The Language of Bees - Laurie R. King [74]
I got down on my knees to fish the maps out from under the bed. “Did you find out who is in charge of her case, at Scotland Yard?”
“Your old friend and admirer, Lestrade.”
“Really? I'd have thought him too high-ranking for an unidentified woman in a rural setting.”
“I haven't spoken with the good Chief Inspector himself, but I am led to understand the newspapers are summoning outrage at the ‘desecration of Britain's ancient holy places,’ and to have this following a death in Cerne Abbas and an assault at Stonehenge means that Scotland Yard will be doing all it can to deter a cause célèbre.”
I found myself smiling. “I can just imagine what Lestrade has to say about having to investigate suicidal Druids.”
In a moment, his head appeared around the door frame. “Was the woman who killed herself at Cerne Abbas a Druid?”
“She was an unemployed secretary, according to the papers. It was a farmer's letter to the editor that mentioned Druids.”
“Disappointing,” he said, looking both at me and through me. “I don't know that I have ever before encountered Druidical suicides.”
“It would be an original means of marking your return.”
“The lunatics rejoice,” he said, and nearly chuckled. Then he caught himself, and his eyes came into focus. “Are you ready Russell?”
But now it was my turn to look through him, as a thin idea stirred in the back of my mind. Lunatics and linked deaths; Holmes sitting in the moonlit window; a startling eclipse; full moons doubled above a cat's-fur hillside; a conversation: Madness is linked to the moon.
“Er, Holmes, I'm going to be a bit longer. Would you mind awfully taking a look at the orchard hives before we leave? It seemed to me that a couple of them were wanting the addition of a super, and it would be a pity if it drove them to swarm while we were away.” I could see that he was torn between the urgency of the case and the call of his long-time charges, so I added, “Holmes, it's Sunday. How much do you imagine we'll be able to accomplish in London anyway?”

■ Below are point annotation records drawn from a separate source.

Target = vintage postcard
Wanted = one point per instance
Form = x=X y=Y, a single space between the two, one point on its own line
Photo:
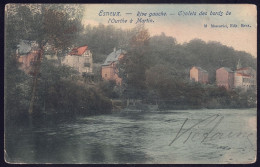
x=130 y=83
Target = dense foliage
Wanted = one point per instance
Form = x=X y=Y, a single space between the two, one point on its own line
x=155 y=68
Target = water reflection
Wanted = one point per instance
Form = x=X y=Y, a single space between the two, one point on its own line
x=128 y=138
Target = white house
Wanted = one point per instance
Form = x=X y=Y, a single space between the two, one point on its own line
x=245 y=78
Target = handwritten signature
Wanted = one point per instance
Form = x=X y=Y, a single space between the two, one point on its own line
x=205 y=131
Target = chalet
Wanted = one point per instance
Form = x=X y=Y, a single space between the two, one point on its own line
x=245 y=78
x=80 y=59
x=109 y=69
x=225 y=77
x=197 y=74
x=27 y=52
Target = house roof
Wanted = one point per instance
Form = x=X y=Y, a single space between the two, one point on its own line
x=227 y=69
x=199 y=68
x=78 y=51
x=244 y=68
x=244 y=75
x=113 y=56
x=25 y=46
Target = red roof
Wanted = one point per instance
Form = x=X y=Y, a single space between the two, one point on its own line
x=78 y=51
x=244 y=68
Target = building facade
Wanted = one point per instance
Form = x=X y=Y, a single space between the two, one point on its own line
x=109 y=69
x=225 y=77
x=27 y=53
x=197 y=74
x=245 y=78
x=80 y=59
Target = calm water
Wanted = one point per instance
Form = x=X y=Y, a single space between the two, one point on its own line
x=185 y=136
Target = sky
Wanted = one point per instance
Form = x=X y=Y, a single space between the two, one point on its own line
x=177 y=21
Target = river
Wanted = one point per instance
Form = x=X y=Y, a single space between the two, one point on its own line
x=165 y=137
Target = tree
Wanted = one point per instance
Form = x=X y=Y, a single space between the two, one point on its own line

“One hour,” he said, “no more.”
I waited at the window until I saw him cross the orchard. Then I trotted downstairs to the library and looked up the phases of the moon in the 1924 almanac. Dry-mouthed, I pushed the almanac back into place and went upstairs again, glancing out of the window to make sure he was still occupied before I fetched the key to the lumber room.
The oversized storage cupboard that Holmes called his lumber room was where all the useless odds and ends of a lifetime waited to be dragged into light as evidence, exemplar, or key piece of arcane research. (Including an assortment of deadly poisons—hence the lock.) It took a while to find his collection of outdated almanacs, in one tea-chest amongst a dozen others. I was not certain that there would even be one for that war year of 1918, but there was, although undersized and on the cheapest of pulp paper.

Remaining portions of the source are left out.